Any deals that were concluded in the course of the one-day meeting are not disclosed.

These remarks were made on the eve of Peskov as Zelensky was said to have a meeting with two top US army officials in Kyiv on Thursday. The most senior US military leadership to visit the Ukrainian capital since President Donald Trump assumed office was Army Secretary Dan Driscoll and Army Chief of Staff General Randy George, according to the reports of Reuters.

In a different incident, the defence ministry of Romania reported that a Russian drone flew approximately 8km (5 miles) in its airspace during the early hours of Wednesday. It said that the drone flew into Ukraine and Moldova and flew back to Romania.

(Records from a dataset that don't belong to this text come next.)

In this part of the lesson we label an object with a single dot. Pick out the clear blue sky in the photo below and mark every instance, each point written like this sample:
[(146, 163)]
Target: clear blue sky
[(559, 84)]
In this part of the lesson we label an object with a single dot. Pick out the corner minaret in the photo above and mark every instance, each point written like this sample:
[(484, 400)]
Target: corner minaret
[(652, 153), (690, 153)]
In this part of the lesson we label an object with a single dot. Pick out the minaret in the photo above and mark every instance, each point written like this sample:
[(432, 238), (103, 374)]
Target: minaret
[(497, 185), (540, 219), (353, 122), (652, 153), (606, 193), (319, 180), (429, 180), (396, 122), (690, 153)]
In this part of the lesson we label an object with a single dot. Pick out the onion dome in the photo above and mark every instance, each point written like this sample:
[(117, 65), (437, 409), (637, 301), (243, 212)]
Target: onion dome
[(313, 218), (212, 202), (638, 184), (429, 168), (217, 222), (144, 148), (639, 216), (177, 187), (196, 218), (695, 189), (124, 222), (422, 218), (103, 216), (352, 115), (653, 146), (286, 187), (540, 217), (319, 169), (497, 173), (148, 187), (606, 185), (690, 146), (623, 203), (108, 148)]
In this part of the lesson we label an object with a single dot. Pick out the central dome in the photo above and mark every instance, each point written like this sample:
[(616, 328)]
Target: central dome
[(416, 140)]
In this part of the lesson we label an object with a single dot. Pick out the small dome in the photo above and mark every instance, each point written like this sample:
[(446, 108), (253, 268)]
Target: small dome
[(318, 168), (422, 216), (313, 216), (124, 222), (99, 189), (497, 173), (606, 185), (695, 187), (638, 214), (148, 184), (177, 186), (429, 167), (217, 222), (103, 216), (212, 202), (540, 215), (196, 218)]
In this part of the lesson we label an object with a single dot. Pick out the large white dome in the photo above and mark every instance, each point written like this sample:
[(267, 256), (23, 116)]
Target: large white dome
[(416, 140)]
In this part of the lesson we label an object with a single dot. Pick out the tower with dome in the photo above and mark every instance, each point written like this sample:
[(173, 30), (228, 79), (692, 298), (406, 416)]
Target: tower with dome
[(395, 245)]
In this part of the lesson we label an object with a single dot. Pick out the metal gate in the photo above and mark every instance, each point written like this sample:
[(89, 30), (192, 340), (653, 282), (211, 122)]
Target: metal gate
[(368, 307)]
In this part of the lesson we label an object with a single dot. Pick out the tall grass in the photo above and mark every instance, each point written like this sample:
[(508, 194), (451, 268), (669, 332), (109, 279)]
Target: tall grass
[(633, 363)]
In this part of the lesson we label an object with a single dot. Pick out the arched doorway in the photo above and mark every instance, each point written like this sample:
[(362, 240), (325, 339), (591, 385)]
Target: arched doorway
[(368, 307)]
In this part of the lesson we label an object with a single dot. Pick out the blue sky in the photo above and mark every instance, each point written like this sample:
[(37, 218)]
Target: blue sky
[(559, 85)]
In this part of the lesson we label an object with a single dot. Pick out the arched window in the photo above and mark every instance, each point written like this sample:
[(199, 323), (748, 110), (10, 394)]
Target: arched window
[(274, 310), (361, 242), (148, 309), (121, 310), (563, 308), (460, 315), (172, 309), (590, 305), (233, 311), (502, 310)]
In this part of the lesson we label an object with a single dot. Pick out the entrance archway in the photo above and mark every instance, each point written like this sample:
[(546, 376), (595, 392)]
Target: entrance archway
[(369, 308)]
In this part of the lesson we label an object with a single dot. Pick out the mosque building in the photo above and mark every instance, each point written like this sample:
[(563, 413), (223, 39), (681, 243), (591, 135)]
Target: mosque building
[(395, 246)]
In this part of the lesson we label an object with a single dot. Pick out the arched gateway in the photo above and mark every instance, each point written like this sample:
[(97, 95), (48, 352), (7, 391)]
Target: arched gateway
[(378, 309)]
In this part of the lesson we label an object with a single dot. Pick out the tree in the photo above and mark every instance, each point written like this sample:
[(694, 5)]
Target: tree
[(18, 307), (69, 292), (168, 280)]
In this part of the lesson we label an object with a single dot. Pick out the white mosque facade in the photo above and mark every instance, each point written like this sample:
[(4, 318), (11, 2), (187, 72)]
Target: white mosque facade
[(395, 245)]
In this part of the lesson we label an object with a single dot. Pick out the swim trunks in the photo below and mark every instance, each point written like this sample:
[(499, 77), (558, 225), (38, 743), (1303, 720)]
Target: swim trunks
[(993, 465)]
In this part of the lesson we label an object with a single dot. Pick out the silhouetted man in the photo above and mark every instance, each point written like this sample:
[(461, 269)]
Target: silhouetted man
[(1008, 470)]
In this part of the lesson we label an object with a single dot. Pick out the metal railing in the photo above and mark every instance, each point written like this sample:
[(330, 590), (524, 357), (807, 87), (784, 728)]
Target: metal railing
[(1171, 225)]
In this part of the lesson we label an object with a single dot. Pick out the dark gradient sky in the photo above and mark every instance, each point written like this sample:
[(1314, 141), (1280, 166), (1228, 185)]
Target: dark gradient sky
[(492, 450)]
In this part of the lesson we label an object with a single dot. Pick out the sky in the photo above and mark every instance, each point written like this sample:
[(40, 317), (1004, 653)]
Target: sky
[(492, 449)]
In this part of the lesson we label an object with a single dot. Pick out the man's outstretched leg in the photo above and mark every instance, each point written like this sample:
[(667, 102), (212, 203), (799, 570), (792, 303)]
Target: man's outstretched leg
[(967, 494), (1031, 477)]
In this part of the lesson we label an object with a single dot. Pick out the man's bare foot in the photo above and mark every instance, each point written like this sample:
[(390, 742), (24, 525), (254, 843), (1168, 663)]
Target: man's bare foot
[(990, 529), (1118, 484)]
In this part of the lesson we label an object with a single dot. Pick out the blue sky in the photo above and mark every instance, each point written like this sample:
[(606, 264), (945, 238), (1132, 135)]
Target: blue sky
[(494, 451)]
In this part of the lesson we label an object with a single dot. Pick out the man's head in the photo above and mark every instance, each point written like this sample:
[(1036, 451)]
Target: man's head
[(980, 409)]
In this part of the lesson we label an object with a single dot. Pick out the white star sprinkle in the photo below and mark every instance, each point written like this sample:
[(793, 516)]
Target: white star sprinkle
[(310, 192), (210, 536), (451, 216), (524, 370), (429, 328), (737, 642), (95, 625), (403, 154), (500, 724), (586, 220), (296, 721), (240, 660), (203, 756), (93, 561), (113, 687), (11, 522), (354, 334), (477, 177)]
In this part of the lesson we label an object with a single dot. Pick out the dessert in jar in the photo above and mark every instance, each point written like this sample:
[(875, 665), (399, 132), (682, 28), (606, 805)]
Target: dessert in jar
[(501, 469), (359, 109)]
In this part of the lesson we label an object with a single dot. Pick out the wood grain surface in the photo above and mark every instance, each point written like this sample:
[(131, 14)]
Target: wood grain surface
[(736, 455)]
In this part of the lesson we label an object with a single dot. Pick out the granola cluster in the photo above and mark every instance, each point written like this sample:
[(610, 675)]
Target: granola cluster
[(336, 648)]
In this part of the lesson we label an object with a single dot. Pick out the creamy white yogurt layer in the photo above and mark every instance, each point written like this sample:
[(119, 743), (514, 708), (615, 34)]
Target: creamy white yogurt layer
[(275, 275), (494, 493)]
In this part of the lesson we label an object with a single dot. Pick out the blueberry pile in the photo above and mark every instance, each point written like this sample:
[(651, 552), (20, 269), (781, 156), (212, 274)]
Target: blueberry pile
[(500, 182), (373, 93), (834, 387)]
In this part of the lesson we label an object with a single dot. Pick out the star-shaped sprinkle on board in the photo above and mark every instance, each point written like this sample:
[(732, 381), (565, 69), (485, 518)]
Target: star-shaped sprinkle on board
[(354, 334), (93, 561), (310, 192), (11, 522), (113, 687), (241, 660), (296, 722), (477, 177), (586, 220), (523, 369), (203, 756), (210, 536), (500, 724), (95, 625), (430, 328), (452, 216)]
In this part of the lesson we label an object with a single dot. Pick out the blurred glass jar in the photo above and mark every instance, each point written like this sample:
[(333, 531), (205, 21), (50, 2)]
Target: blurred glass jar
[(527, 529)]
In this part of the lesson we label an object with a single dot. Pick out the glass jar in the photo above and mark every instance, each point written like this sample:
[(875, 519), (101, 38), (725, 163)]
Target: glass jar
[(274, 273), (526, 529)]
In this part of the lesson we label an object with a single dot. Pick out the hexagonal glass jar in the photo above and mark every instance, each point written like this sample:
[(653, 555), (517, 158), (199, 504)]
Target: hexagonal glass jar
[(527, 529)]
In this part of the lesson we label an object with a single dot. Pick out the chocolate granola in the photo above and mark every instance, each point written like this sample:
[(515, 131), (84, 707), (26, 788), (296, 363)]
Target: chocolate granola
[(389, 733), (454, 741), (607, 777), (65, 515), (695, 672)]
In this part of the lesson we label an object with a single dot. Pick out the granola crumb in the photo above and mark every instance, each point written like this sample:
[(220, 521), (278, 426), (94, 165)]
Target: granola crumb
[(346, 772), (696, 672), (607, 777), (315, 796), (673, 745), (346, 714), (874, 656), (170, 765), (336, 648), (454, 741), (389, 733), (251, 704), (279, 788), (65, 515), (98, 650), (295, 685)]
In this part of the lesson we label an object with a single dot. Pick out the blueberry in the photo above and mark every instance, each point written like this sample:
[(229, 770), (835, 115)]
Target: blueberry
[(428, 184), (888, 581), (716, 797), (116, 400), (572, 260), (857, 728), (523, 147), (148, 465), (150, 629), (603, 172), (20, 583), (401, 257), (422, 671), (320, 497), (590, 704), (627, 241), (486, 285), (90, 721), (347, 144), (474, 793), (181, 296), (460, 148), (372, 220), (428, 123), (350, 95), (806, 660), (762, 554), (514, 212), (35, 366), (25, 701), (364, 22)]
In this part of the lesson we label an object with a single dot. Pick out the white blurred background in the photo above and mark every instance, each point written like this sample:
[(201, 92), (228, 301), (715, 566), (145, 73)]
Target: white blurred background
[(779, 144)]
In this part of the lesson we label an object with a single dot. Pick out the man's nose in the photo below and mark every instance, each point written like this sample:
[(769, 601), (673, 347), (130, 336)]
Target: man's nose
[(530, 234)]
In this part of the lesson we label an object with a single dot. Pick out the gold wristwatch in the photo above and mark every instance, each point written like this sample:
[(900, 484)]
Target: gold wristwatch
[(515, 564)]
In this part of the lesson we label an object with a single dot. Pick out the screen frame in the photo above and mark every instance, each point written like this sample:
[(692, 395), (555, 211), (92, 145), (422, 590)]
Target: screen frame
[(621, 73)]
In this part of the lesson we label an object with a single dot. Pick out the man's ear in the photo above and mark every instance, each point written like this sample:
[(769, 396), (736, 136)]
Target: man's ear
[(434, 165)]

Romanian and German air force aircraft were also scrambled in reaction to the intrusion, and the defence ministry added that it was not clear where the drone landed.

Poland also launched jets at the beginning of Wednesday and temporarily shut down two airports in the southeast to react to the attacks in western Ukraine.

With the fourth anniversary of the outset of the full-scale invasion by Russia looming next February, there is still a fundamental difference in the perceptions of Moscow and Kyiv on how the war should be terminated.

Russia has repeatedly ruled out an immediate ceasefire along the immense front line. Ukraine and its allies, including the US, have requested one, and Ukraine has been rejecting requests to do so, a step that Russia perceives as equivalent to effective surrender.

At the beginning of this month, Russian Foreign Minister Sergei Lavrov reported that Moscow had not altered its preconditions to a peace agreement, which included strict restrictions on the number of troops that Ukraine should have and their neutrality, since they were announced by Putin two months prior to the full-scale invasion.